The Unexpected Story Behind Peated Whisky

At Wolfburn, peat isn’t just an ingredient — it’s a connection to our past. For three months each year we use peated malt to make our whisky as a nod to the past. The result is a trio of expressions that each carry a different whisper of smoke: Northland and our 12 Year Old, both very lightly peated at around 5ppm, and Morven, gently lifted to 10ppm. Think of them as three steps into the world of peat — subtle, refined, and wonderfully approachable. Confused about ppm and what it all means?

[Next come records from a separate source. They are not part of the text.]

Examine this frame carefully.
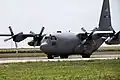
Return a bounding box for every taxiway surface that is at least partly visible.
[0,54,120,63]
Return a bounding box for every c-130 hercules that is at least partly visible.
[0,0,114,59]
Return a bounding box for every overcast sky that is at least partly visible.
[0,0,120,47]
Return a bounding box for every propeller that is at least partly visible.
[28,26,45,47]
[4,26,23,48]
[81,27,97,44]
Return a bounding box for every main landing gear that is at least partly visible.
[47,54,68,59]
[82,54,90,58]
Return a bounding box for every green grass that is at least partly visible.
[0,53,46,58]
[0,60,120,80]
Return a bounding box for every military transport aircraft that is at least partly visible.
[0,0,114,59]
[105,31,120,45]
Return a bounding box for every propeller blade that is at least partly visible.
[81,27,87,33]
[39,27,45,37]
[34,41,37,47]
[15,42,18,48]
[9,26,14,36]
[30,31,35,35]
[4,37,12,42]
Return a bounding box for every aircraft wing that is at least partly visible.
[0,34,12,36]
[0,34,39,37]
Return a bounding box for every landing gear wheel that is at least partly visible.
[82,55,90,58]
[47,55,54,59]
[60,55,68,59]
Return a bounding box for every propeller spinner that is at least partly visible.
[4,26,23,48]
[28,27,45,46]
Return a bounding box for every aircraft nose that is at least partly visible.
[40,42,48,51]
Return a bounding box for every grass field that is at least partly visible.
[0,60,120,80]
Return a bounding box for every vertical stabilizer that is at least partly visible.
[99,0,114,31]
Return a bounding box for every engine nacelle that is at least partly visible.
[13,32,27,42]
[105,31,120,45]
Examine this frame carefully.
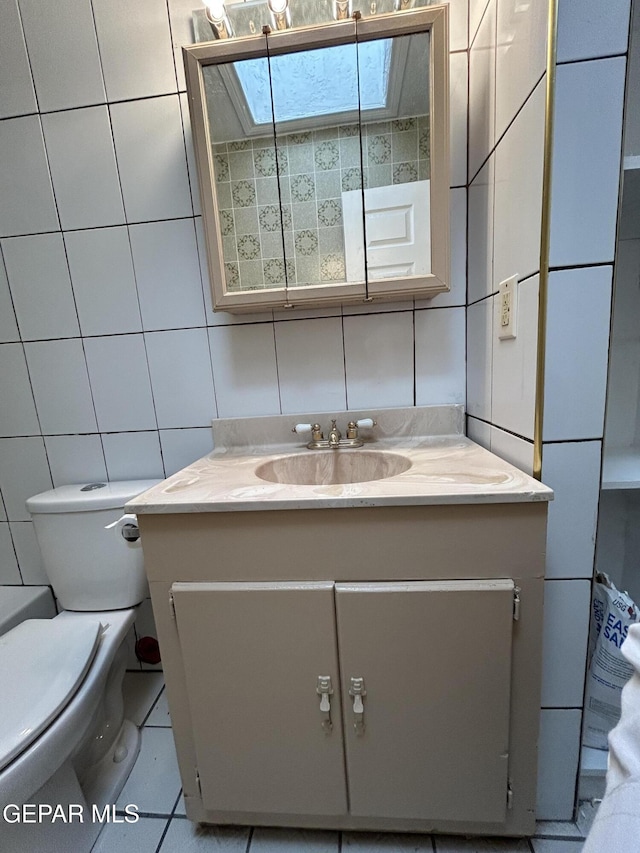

Phenol parts per million is a measurement of the smoky, peaty flavour compounds in the malted barley before it's distilled from lightly peated (under 20 PPM) to heavily peated (30-100+ PPM). 

Historically, whether a distillery used peated or unpeated malt came down to something surprisingly simple: fuel. Before efficient transport existed, distillers relied on whatever they could source locally to kiln their malt. If a railway ran past your door, affordable coal was the obvious choice. But if you were remote, island-based, or far from industrial routes, peat from nearby bogs became your lifeline — and with it came that evocative smoky character we now associate with whisky.

The original Wolfburn distillery stood proudly long before the railway reached Caithness in 1874. Back then, coal wasn’t an option — peat was. So when we revived the distillery in 2012, we felt it only right to honour that heritage by producing peated whisky for part of each year, just as our predecessors would have done.

By the early 20th century, change had arrived. In 1918, trains delivered an extraordinary 44,100 tonnes of coal every week to Caithness as the Jellicoe Express fed the naval fleet stationed at Scapa Flow. But by then, Wolfburn had already fallen silent. It would take nearly a century before the stills ran again.

Today, only around 20 of Scotland’s 120-plus distilleries produce peated whisky. For some, peat is an acquired taste; for others, it’s not for them at all. But for many, those gentle smoky notes are nothing short of magic.

Our whiskies don’t deliver a peat-heavy punch — instead, they offer a soft, smoky complexity that enhances rather than overwhelms. If you’ve ever been curious about peated whisky, or thought it might not be for you, Wolfburn might just surprise you. Sometimes the lightest touch leaves the strongest impression.